Ниночка выглядела по современным молодёжным меркам не шикарно, но вполне респектабельно, тем более что фигурка у неё была скульптурная, точёная, удачно декорированная природными достоинствами и цветущей свежей весенней молодостью, добавляющей облику очарования соблазнительно-чувственной, штучной женственности.

Броский наряд, правда, был приобретён не в престижном бутике, как и косметика, причёску и маникюр делала подружка, но разглядеть фальшивые признаки принадлежности к преуспевающему классу, не зная истинного происхождения этих символов, могли разве что знатоки.

Работала девушка офисным менеджером в заштатной торговой кампании, где никто не мог укорениться по непонятным причинам.

Выпускники колледжей приходили, соглашались на конкурсные условия, месяца два без выходных корпели в тесных кабинетах, после чего увольнялись, так и не завершив победно испытательный срок: без утешительного приза, даже без выходного пособия.
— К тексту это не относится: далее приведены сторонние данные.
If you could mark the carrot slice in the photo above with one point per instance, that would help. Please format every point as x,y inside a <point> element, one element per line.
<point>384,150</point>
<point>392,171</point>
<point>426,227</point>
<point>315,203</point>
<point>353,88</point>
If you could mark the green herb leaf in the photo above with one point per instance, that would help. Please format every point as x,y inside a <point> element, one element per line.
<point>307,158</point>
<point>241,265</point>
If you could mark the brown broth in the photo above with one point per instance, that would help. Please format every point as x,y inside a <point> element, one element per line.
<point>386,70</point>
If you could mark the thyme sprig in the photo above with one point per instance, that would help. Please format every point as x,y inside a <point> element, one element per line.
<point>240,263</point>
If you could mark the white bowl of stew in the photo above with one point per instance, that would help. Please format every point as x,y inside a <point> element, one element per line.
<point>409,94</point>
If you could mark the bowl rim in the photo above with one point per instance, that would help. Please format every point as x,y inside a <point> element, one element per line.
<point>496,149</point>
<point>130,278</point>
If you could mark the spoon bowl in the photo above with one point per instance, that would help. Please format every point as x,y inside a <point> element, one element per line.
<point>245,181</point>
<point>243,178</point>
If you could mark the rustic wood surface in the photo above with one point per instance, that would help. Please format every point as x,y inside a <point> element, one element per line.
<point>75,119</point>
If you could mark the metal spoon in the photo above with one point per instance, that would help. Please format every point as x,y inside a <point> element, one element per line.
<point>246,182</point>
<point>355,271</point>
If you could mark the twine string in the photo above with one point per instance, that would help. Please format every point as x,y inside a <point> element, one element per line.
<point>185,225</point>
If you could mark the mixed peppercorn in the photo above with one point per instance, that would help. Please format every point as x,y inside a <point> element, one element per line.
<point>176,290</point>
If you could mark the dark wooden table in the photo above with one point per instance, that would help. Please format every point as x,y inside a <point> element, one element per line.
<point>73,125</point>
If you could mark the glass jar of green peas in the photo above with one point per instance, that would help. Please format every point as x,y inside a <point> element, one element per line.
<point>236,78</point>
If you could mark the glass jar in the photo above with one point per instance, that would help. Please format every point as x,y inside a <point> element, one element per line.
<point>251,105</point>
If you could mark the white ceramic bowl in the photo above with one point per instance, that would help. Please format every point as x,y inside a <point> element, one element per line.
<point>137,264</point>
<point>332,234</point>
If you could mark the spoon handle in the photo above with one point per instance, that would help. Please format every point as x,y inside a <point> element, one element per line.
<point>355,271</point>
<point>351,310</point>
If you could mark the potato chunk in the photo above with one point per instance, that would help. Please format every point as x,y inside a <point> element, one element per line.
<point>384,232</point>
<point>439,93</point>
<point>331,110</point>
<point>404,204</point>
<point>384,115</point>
Ниночка не была исключением.

До заветного зачисления в штат оставались считанные дни, но претендентов на “волшебную вакансию” было больше, чем мух на приклеенных к потолку липучках.

Основным соперником в этой гонке был Марат Батурин, имеющий талант любые обстоятельства оборачивать себе на пользу, мимоходом обнуляя заслуги более трудолюбивых и способных конкурентов.

Марат удивительно удачно оказывался в нужное время в нужном месте. Более того, ему благоволила находящаяся в процессе перманентного романтического поиска руководительница отдела, Валентина Петровна – гремучая смесь выдающихся профессиональных качеств разведчика, надзирателя и капризной стервы.

Ниночке категорически не везло по жизни, начиная с родителей-неудачников, заканчивая друзьями-предателями и коварно изменяющими кавалерами, не говоря уже о хроническом, инфекционном каком-то, мистическом проклятии в поисках нормального рабочего места с приличным заработком.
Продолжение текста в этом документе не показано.